Based on this analysis, while a 50% discount is significant, it is also clear that the dilution this restructuring will cause for  existing common shareholders means that they will also share substantially in the losses the company has experienced, and become significantly limited in their participation in any recovery the company may be able to achieve.

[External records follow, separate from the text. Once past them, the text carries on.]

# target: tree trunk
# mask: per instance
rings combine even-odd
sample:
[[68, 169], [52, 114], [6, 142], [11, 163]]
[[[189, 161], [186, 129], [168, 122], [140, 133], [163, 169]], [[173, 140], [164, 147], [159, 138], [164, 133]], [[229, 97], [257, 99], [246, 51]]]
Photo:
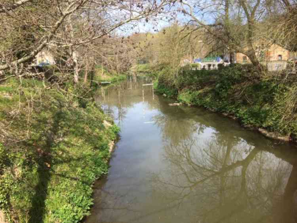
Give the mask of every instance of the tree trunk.
[[86, 63], [86, 66], [84, 68], [84, 83], [87, 83], [87, 81], [88, 80], [88, 73], [89, 72], [89, 61], [87, 58], [86, 58], [85, 60]]

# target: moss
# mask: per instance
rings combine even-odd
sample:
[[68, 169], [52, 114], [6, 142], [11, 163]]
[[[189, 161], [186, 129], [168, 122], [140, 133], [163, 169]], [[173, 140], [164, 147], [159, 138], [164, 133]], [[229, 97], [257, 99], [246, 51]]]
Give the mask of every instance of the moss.
[[77, 222], [89, 213], [92, 185], [108, 171], [109, 144], [119, 129], [104, 127], [112, 120], [91, 100], [83, 107], [75, 94], [63, 93], [77, 87], [42, 86], [29, 79], [1, 86], [6, 94], [24, 93], [3, 99], [0, 92], [7, 135], [0, 144], [0, 208], [12, 222]]
[[297, 132], [296, 108], [288, 105], [296, 103], [295, 81], [284, 85], [281, 74], [261, 76], [250, 70], [238, 65], [221, 70], [184, 67], [174, 77], [164, 69], [155, 87], [161, 94], [175, 92], [180, 102], [235, 116], [245, 125], [285, 134]]

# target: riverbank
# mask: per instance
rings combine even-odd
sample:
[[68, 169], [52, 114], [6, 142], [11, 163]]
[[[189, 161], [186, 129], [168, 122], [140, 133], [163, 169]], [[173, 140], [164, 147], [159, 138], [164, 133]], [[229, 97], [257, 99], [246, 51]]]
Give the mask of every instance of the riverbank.
[[0, 209], [12, 222], [77, 222], [89, 213], [119, 129], [92, 89], [44, 84], [0, 85]]
[[222, 113], [268, 136], [296, 141], [295, 79], [287, 71], [260, 74], [239, 65], [220, 70], [184, 67], [160, 71], [155, 87], [159, 93]]

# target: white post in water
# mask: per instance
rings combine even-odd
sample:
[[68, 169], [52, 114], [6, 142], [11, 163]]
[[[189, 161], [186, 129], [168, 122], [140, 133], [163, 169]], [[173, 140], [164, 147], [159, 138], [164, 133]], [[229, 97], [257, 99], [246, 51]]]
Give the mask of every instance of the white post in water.
[[155, 97], [154, 95], [154, 85], [152, 86], [152, 88], [153, 89], [153, 100], [155, 100]]
[[142, 101], [144, 102], [144, 91], [143, 89], [143, 85], [142, 85]]
[[153, 100], [155, 100], [155, 97], [154, 95], [154, 84], [142, 84], [142, 97], [143, 98], [143, 101], [144, 101], [144, 91], [143, 90], [143, 86], [148, 86], [149, 85], [152, 85], [153, 87]]

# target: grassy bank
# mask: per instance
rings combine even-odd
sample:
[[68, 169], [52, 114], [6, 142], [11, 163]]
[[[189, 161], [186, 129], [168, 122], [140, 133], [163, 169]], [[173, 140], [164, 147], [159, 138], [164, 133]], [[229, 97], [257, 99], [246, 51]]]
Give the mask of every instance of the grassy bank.
[[260, 74], [249, 66], [221, 70], [159, 72], [155, 88], [180, 102], [233, 116], [245, 126], [293, 140], [297, 133], [297, 78], [288, 71]]
[[32, 79], [0, 85], [0, 209], [11, 222], [77, 222], [89, 214], [119, 131], [89, 90], [45, 89]]
[[113, 82], [125, 80], [126, 78], [126, 74], [119, 74], [115, 71], [109, 71], [100, 65], [96, 66], [93, 77], [94, 81], [99, 82], [103, 81]]

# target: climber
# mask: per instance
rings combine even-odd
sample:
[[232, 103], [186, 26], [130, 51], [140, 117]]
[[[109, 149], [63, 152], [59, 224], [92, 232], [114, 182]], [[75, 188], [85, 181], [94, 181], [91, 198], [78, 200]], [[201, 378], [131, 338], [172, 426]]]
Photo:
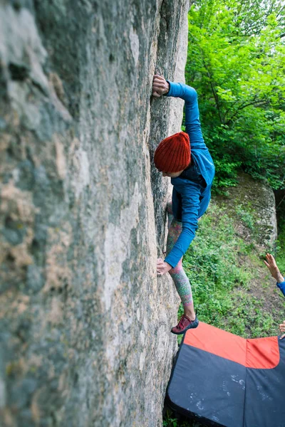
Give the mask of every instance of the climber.
[[184, 334], [198, 326], [191, 285], [182, 265], [197, 228], [198, 218], [205, 212], [211, 198], [214, 167], [202, 135], [197, 92], [182, 83], [155, 75], [152, 95], [180, 97], [185, 102], [186, 132], [180, 132], [161, 141], [154, 157], [156, 168], [170, 176], [173, 185], [172, 204], [167, 205], [169, 227], [165, 260], [157, 262], [157, 275], [169, 273], [184, 307], [184, 314], [173, 334]]
[[[266, 260], [264, 260], [264, 264], [268, 267], [270, 273], [271, 273], [272, 277], [276, 281], [276, 286], [285, 296], [285, 280], [283, 275], [281, 274], [279, 269], [278, 268], [277, 264], [276, 263], [276, 260], [274, 257], [271, 253], [266, 253], [265, 257]], [[282, 335], [280, 337], [280, 339], [283, 339], [285, 337], [285, 320], [283, 323], [279, 325], [280, 332], [282, 332]]]

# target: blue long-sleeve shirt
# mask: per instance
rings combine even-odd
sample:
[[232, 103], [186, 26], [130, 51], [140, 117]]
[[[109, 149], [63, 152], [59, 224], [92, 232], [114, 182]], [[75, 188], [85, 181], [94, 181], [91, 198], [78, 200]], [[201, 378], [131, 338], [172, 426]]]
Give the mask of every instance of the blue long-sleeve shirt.
[[281, 292], [285, 297], [285, 282], [281, 282], [281, 283], [276, 282], [276, 286], [280, 289]]
[[191, 164], [195, 165], [202, 178], [192, 180], [190, 171], [188, 174], [185, 169], [177, 178], [171, 179], [173, 215], [182, 221], [182, 230], [165, 260], [175, 268], [195, 236], [198, 218], [208, 207], [214, 167], [202, 134], [196, 90], [182, 83], [169, 83], [170, 91], [166, 96], [180, 97], [185, 101], [185, 126], [190, 139]]

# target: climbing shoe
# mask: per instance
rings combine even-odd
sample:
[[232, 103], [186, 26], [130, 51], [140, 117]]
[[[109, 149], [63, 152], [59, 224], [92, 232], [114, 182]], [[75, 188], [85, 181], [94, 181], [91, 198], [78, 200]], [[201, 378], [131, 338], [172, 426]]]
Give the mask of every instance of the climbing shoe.
[[199, 320], [197, 315], [195, 320], [190, 320], [186, 315], [182, 315], [179, 319], [178, 325], [172, 327], [171, 332], [175, 335], [180, 335], [186, 332], [189, 329], [197, 327], [198, 325]]

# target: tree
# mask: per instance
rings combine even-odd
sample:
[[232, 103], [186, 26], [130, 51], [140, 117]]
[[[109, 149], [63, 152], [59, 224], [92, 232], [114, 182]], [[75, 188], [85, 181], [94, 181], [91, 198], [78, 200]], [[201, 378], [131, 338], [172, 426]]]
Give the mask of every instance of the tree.
[[285, 5], [200, 0], [189, 14], [187, 83], [200, 95], [216, 185], [242, 167], [285, 187]]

For other institutions looking at requesting comparable exchanges with Treasury, I think it’s also appropriate to look at Broadway Federal Bank’s financial condition.  As of year-end, the bank had retained relatively strong capital levels (although as a small bank holding company Broadway was able to downstream all of the cash at the holding company as Tier 1 capital for the bank), with a leverage ratio of 8.23% and a total risk-based ratio of 12.83%.  However, the bank had also encountered significant asset quality constraints, with non-performing assets exceeding 15% of the bank’s total assets and a Texas ratio of 124%.   In that respect, one of the more surprising aspects of the Treasury’s acceptance of the transaction is that the company need only raise $5 million in additional capital (compared to $35 million in existing Tier 1 capital at the bank level).  If the bank only raises $5 million, and asset quality otherwise remains the same, the pro forma Texas Ratio of the bank is likely to only fall to about 108%.  (Of course, this assumes that Broadway is able to find new investors that are willing to invest at these levels.)